This isn't true. It just isn't. Where do you think classical musicians come from, year upon year?

Every year music conservatories and university faculties churn out graduates in music and composition, a million piano teachers tutor a million students, young people buy classical CDs. They are in the minority only as much as they ever were, when ragtime, jazz, big band etc. were popular. It has nothing to do with age. Young folk sign up for school orchestras, brass bands, go to ballet lessons, etc., etc.. And anyway, for every middle-aged classical devotee, there are a dozen who listen to 'aging rocker' fare, and country&Western and 'easy listening' and nostalgia ... if they listen to anything at all.

If I were a young teenager seeing these reactionary put-downs it'd probably push me further away from concert music, or at least towards avant-garde. The whole tone is, 'to hell with youth: they are idiots'. Many are disciplined musicians who know what they're talking about. This isn't going to ensure classic film-scoring survives, is it?
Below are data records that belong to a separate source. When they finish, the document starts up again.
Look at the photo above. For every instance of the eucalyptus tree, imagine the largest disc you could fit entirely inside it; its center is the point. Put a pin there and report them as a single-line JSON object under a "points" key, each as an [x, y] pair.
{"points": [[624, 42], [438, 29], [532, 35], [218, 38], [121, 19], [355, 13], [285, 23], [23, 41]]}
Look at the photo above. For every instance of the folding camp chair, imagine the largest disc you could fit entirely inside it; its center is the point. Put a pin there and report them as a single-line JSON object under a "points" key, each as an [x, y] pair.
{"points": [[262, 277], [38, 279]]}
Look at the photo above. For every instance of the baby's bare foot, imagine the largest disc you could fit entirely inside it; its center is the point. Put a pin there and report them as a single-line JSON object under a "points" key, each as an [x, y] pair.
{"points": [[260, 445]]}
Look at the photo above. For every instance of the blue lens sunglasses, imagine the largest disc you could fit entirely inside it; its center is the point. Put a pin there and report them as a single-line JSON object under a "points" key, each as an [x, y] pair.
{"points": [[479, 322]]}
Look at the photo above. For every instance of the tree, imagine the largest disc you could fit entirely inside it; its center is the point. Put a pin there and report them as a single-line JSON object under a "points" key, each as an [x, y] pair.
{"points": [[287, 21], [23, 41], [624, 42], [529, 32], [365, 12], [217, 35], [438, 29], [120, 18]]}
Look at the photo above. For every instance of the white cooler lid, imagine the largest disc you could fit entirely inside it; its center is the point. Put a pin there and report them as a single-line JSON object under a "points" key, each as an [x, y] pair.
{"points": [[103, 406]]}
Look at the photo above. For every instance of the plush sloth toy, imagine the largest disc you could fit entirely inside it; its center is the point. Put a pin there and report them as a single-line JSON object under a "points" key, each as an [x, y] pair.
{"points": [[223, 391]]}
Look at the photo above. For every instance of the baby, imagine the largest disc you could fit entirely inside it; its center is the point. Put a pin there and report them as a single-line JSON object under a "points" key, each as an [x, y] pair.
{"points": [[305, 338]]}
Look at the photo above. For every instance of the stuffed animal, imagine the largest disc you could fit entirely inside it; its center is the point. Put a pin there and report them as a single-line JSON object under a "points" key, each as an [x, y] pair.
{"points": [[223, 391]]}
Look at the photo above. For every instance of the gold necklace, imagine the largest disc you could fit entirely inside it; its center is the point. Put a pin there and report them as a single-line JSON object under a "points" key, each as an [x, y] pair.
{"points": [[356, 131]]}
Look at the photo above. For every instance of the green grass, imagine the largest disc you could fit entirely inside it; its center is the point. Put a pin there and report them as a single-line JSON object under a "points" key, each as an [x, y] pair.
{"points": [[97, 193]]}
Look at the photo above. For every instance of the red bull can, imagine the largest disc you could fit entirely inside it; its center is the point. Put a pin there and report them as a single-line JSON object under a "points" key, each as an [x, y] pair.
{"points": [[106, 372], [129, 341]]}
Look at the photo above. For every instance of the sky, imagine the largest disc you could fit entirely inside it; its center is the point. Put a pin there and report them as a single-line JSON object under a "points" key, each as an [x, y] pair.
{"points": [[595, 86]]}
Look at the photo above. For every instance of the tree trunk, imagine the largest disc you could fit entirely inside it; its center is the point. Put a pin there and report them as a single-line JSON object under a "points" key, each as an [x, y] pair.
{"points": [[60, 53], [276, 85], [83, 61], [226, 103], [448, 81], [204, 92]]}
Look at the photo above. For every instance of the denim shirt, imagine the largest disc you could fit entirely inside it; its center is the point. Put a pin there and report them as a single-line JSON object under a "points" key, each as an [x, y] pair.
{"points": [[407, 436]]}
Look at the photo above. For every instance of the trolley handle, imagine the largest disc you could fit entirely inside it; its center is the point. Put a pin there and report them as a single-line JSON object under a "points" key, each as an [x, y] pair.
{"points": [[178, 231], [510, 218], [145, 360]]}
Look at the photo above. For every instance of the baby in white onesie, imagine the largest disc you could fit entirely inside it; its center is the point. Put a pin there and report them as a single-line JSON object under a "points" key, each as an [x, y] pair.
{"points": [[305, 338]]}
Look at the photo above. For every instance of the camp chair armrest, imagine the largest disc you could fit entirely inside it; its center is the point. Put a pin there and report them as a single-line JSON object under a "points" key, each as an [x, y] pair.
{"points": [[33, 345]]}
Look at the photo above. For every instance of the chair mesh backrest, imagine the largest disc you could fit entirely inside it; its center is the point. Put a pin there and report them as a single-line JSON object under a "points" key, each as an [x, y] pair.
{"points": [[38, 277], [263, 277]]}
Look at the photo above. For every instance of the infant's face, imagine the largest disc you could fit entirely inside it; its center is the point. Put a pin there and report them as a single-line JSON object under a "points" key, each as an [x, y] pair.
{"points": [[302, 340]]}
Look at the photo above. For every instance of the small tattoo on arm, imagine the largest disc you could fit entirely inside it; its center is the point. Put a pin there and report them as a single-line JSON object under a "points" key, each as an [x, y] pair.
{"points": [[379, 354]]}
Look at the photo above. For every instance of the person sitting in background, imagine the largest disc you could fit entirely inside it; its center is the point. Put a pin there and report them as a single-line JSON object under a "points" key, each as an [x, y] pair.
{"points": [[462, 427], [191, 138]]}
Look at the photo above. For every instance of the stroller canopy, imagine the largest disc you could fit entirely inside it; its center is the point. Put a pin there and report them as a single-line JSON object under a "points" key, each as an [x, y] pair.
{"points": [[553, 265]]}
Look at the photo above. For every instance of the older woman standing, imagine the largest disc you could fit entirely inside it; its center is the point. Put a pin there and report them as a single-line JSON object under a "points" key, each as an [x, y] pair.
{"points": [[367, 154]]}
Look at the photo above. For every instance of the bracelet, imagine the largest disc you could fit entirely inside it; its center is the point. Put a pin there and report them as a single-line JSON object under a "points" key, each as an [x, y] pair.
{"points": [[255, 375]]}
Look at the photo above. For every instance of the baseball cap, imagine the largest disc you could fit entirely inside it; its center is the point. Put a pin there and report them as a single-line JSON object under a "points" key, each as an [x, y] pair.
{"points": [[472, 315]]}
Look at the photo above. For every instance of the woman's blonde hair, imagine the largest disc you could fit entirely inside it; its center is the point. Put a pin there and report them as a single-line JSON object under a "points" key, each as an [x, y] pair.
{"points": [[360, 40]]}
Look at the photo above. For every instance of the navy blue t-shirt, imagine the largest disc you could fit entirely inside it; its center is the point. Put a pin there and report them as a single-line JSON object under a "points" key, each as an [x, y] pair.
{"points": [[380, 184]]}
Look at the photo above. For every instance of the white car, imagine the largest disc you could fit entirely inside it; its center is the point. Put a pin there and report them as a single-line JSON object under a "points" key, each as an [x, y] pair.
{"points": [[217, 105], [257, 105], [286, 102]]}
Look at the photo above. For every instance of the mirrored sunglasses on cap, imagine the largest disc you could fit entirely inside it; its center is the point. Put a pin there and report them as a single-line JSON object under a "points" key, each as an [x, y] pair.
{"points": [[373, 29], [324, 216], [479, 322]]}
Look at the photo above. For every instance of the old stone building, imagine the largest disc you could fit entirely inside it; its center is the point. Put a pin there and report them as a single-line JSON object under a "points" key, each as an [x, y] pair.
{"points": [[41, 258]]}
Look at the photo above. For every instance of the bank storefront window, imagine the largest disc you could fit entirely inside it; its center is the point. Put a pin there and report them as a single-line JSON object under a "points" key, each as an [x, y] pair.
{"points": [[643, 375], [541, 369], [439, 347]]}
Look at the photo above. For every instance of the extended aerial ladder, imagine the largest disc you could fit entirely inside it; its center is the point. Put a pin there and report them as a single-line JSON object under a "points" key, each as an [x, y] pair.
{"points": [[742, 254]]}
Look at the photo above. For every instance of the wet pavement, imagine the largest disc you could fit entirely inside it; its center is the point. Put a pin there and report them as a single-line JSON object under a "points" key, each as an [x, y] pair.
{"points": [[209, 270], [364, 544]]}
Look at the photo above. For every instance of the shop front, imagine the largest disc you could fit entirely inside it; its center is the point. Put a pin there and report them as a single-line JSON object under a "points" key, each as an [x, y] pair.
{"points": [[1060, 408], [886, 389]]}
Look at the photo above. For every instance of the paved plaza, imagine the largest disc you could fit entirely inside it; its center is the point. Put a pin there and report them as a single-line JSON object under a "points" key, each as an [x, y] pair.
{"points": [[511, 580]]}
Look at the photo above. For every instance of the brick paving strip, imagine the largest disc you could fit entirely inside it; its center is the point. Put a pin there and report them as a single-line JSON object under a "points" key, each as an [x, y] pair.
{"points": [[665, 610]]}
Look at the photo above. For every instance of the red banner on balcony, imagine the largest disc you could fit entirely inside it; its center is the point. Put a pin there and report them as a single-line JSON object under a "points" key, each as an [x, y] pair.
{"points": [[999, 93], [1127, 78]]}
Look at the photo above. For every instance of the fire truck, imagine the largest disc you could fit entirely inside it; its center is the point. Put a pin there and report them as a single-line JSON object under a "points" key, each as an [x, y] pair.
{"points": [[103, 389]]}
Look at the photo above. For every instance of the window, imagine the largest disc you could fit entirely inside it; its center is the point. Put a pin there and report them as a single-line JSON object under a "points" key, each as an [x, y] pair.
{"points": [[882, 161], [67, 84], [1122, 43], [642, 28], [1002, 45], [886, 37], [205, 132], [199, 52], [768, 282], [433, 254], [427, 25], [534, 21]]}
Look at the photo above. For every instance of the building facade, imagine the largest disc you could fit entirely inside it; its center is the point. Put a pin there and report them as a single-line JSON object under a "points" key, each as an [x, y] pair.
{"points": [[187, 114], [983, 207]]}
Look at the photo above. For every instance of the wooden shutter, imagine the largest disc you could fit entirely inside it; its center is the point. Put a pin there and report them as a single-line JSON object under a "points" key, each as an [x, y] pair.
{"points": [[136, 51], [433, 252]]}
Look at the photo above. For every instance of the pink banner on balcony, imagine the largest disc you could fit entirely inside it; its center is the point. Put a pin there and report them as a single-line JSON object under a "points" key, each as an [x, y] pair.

The fact is, and John said it concisely, that 'dramatic' film-music doesn't just rely on big dramatic crescendos (but so does progressive rock, no?), it assumes it will thrive on big climactic codas. Look at the other thread on 'Quo Vadis?' The 1952 reviewer was a trifle unfair in attacking the number of climax tutti codas in Rozsa's pieces there, because you can only score what's in front of you, and the film's set-pieces dictated these climaxes. Look at 'Ben-Hur'. There are surprisingly few big build-up end-codas for pieces in that score. There are hardly any in 'Providence'. In terms of concert or ballet, or opera, the structure is more beautiful if it evokes a rise-and-fall proportionate LANDSCAPE. So too with concerti and sonata form. Too many big endings are like a series of premature ejaculations. When a piece only 2 or 3 minutes long rises to a big end-crescendo it's a helluva waste of expressive time. You have to compose up to these. And on albums, where these little pieces are 'rounded off' you get big codas all over the place where they aren't in the actual OST. Even the BH Prelude's finish is toned down on the OST version. I've heard several people say, 'I like this Rozsa, but he's better when he's not over-the-top'. People say of the 'King of Kings' Prelude, 'It's fantastic, but the ending is predictable'. Maybe that's why Muller-Lampert and Cascarigno felt like chopping it for Hamburg? But Rozsa felt he needed to round it out thus for concert. He'd 've thought the fine transition used in the film inappropriate for the album. Nowadays the reverse would be aesthetically better.

Last Edited By: William D McCrum Dec 19 08 6:22 AM. Edited 1 times.